ABC News – Thursday 6 August, 2015
By Michale Janda
A senior Reserve Bank official has warned property investors to expect slower home price growth and occasional price falls, but does not expect them to flee the market en masse.
Testifying before the House of Representatives Economics Committee inquiry into home ownership, the RBA’s head of financial stability Luci Ellis warned that the spectacular growth many older investors experienced during the late 1990s and early 2000s was a one-off.
“Trend housing price growth is likely to be lower in the future than it was in the 15 years to 2005,” she told the committee members.
“It’s reasonable to expect that there’ll be, as there have been over the past decade, more periods in which prices are slightly falling.”
Some housing analysts are concerned that a period of falling, or even stagnating, prices could prompt many housing investors to sell their properties to either lock in gains or minimise losses.
However, Dr Ellis is confident that investors will not sell en masse unless there is a dramatic rise in unemployment, a significant increase in interest rates or some other economic factor that means that cannot meet their repayments.
“You’ll only get a firesale of property if you absolutely have to because you’ve defaulted,” she argued.
Dr Ellis said there are a number of demographic changes that account for a fall in the proportion of first home buyers and an increase in the age at which they are buying, such as later family formation.
In that context, and given the steep investor-driven price rises in some markets, Dr Ellis said that making it easier for first home buyers to borrow money would be a dangerous way to increase home ownership.
“While there has been much debate on this issue, from a financial stability point of view, it is helpful that there has been no push to improve the relative position of first home buyers by easing lending standards,” she told the federal parliamentarians.
“As recent experiences in other countries have shown, such a step would probably be counterproductive in the long run.”
Increased accessibility to home loans for lower income Americans has been widely blamed as a key contributor to the US financial crisis that was triggered by mass defaults of ‘sub-prime’ loans.
RBA rebuts key arguments against restricting negative gearing
While the Reserve Bank does not advocate giving first home buyers a leg up, the RBA is more supportive of reducing some of the tax incentives that encourage debt-fuelled investor demand.
The RBA officials declined to offer specific policy advice, but repeated earlier warnings that the combination of negative gearing and the 50 per cent capital gains tax discount was encouraging property investors to take on more debt and pay higher prices.
“We are not suggesting that negative gearing be looked at in isolation – we think that a holistic review of all the tax incentives to be engaged in leveraged asset accumulation are worthy of review,” Dr Ellis explained.

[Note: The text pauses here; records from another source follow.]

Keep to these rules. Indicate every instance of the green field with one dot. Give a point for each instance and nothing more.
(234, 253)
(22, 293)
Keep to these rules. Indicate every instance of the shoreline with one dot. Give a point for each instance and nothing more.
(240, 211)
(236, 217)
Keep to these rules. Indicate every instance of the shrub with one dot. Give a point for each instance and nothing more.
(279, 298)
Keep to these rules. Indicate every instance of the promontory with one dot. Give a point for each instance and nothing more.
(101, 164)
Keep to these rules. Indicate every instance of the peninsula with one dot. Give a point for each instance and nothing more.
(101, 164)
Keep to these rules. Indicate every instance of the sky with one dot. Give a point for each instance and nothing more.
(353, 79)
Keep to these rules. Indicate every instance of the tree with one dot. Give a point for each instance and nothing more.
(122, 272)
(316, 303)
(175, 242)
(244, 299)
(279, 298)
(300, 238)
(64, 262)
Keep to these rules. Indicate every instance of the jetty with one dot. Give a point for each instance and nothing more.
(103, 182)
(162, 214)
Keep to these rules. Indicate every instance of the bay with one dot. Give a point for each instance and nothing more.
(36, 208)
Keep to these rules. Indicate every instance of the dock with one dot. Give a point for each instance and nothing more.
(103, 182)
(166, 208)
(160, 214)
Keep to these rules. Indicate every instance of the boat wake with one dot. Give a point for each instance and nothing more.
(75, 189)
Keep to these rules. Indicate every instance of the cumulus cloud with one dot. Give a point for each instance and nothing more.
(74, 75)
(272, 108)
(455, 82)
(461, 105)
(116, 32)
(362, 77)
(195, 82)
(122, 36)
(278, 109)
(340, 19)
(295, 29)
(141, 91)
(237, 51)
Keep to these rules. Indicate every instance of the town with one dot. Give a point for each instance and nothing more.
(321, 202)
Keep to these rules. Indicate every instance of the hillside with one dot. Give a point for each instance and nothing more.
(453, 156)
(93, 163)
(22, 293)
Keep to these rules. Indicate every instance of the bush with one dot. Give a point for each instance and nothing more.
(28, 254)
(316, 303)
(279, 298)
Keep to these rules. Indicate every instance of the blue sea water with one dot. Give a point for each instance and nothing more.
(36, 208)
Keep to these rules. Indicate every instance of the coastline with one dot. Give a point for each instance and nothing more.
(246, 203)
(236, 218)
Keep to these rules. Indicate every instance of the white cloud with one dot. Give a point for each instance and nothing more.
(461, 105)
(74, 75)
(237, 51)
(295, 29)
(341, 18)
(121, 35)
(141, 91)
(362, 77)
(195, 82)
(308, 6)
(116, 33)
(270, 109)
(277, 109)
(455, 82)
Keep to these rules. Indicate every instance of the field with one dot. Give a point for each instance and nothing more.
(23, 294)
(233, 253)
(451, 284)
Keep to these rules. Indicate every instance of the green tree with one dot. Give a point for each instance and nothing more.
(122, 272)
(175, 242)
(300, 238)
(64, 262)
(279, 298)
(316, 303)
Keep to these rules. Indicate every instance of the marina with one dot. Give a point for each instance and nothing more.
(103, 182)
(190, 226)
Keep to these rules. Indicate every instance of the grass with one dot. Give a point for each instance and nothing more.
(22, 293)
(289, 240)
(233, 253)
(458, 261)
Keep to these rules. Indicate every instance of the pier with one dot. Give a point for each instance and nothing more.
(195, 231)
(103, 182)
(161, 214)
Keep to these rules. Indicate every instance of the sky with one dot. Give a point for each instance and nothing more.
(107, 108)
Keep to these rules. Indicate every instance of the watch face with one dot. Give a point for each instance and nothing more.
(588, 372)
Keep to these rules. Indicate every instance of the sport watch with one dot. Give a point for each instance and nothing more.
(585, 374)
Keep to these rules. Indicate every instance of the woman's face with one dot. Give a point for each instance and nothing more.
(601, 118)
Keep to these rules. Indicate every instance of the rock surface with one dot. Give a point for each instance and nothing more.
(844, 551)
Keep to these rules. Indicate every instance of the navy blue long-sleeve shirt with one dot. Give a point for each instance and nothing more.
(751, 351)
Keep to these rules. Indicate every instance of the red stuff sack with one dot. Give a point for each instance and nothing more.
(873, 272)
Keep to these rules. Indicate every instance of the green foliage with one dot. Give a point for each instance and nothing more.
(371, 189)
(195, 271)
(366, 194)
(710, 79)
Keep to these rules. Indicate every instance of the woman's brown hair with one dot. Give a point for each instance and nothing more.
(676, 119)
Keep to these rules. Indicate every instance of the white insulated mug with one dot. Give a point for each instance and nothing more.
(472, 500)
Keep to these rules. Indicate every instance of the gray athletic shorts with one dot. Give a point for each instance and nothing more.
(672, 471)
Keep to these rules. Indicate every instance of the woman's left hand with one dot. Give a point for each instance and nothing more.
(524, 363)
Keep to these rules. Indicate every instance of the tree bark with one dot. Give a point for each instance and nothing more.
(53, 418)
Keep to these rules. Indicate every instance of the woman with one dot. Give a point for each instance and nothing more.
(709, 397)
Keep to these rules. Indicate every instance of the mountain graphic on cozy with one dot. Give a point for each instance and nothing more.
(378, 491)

Despite repeated assertions from several key members of the Federal Government – including the Treasurer – that restricting negative gearing would push up rents, Dr Ellis said there is insufficient evidence to reach such a conclusion.
When negative gearing was restricted for two years in the 1980s rents surged in Sydney and Perth but were fairly flat, or even falling, in the other capital cities.
Dr Ellis told the committee that two years was not a sufficiently long period to gauge the long term effects of restricting negative gearing with any certainty.
While that means there is also insufficient evidence to conclude that rents would not rise, Dr Ellis said her best guess is that limiting negative gearing would cause property prices to fall and leave rents fairly steady.
“I think it’s fair to say that if there are fewer investors that house prices will be a bit lower, that will take some people out of rental and into owner-occupation, so it’ll kind of all balance out,” she responded.
The senior Reserve Bank official also rebutted claims by the Federal Government and property lobby groups that most people claiming negative gearing benefits are average income earners.
Several ministers, including the Treasurer and Finance Minister, earlier this year cited Tax Office data showing that the vast majority of negatively geared property investors earn less than $80,000 a year, figures also cited by the Housing Industry Association and Property Council.
Dr Ellis said other reliable survey data show that the people who have investment properties are “disproportionately” higher income earners, and the Tax Office data has serious limitations.
“The tax data is about taxable income, and there a number of people with very low taxable income who may have higher actual incomes,” she observed.
The Tax Office figures show many thousands of property investors claiming rental losses are earning nothing, or very low taxable incomes.
Dr Ellis concluded that many of them are likely to be self-funded retirees, whose superannuation income is not taxable.
Analysis by the ABC late last year also found that many may be foreign investors or the low-income spouse of a higher income earner.
It also found that many higher income earners may be showing up with lower taxable incomes because they use negative gearing to aggressively reduce their taxable incomes.